Increasing numbers of people live with multimorbidity and require multiple medications, and an investigation of their experiences is essential to understand the phenomenon of polypharmacy. In addition, it is uncertain whether interventions to improve appropriate polypharmacy have clinically significant effects.18 Insight into medication-related experiences, defined as the sum of events involving drug therapy that a patient has in their lifetime,19 of multimorbid patients with polypharmacy can help identify opportunities to improve care, develop effective interventions and align research with what matters most to patients. The aim of this study was to explore medication-related experiences of polypharmacy among patients with multimorbidity through a systematic review of qualitative studies.
We conducted a preplanned structured search of qualitative studies exploring medication-related experiences among multimorbid patients with polypharmacy.
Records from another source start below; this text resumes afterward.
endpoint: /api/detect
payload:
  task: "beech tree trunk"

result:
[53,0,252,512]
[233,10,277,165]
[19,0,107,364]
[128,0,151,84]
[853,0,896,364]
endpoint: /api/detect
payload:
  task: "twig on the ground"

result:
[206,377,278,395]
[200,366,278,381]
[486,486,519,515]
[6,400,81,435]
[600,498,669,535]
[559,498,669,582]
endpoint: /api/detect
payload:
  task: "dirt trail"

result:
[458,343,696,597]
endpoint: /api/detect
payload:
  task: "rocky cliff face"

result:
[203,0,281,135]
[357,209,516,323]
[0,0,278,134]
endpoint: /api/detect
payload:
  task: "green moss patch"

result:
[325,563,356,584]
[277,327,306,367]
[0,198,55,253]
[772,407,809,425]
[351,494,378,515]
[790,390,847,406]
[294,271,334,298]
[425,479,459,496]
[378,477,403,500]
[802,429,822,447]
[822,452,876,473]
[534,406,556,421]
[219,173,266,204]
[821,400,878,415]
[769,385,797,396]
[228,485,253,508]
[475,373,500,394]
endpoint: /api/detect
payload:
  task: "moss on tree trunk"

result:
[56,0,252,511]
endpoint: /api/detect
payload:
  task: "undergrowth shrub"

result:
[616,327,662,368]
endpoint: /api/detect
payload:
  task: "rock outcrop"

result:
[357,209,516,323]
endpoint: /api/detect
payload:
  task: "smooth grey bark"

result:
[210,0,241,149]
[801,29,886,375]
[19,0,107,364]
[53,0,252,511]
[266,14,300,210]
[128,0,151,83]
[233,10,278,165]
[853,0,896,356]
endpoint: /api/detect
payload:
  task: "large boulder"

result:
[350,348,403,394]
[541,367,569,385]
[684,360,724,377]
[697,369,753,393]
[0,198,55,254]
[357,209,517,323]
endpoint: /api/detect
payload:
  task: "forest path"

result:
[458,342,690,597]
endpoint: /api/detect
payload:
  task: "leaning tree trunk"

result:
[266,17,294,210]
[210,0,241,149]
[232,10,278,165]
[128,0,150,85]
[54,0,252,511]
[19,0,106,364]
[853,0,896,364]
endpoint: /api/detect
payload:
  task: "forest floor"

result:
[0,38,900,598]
Although many studies defined polypharmacy as five or more medications, some defined it as four or more medications.2 To reflect varying definitions and capture all relevant studies, we used the latter definition. A systematic review of qualitative studies is ideal for our purpose because it provides an overview and reinterpretation of existing evidence from qualitative research.20
We identified search terms relevant to the three major concepts of our study aim: patient experiences, polypharmacy and qualitative research. Synonyms and search terms were identified by reviewing the protocol for a previous review of qualitative studies on medication-related burden (not focused on patients with polypharmacy),10 as well as other qualitative review protocols. We also conducted a simple search in the PubMed database to identify relevant terms and medical subject headings. We applied the search strategy to PubMed, Embase and Cumulative Index to Nursing and Allied Health Literature (CINAHL) in February 2020 (online supplementary table 1). Searching PubMed and CINAHL in combination is recommended for identifying qualitative studies.21 We modified the search strategy to specific database requirements, tailoring the use of indexing terms or symbols for wildcards. Search filters were not applied. We also screened the reference lists of included studies and relevant systematic reviews for additional studies. Finally, we removed duplicate references.
To be eligible for inclusion, studies had to (1) be peer-reviewed research concerning medication-related experiences; (2) include patients with multimorbidity and polypharmacy aged 18 years or older taking four or more medications; (3) use a qualitative methodology; (4) be reported in English (or Danish, Swedish or Norwegian for practical reasons); and (5) be published from 1988 onwards to ensure contemporary data. We excluded intervention studies. We first screened titles and abstracts and included studies related to both polypharmacy and multimorbidity. However, during subsequent full-text screening, we excluded studies that did not specifically address polypharmacy or studies focusing on patients with a single disease (n=9) or patients in palliative care (n=1) as they are unlikely to reflect the experiences in relation to multimorbidity and polypharmacy in the broader population. Two authors independently carried out both rounds of screening and resolved any disagreements by consensus.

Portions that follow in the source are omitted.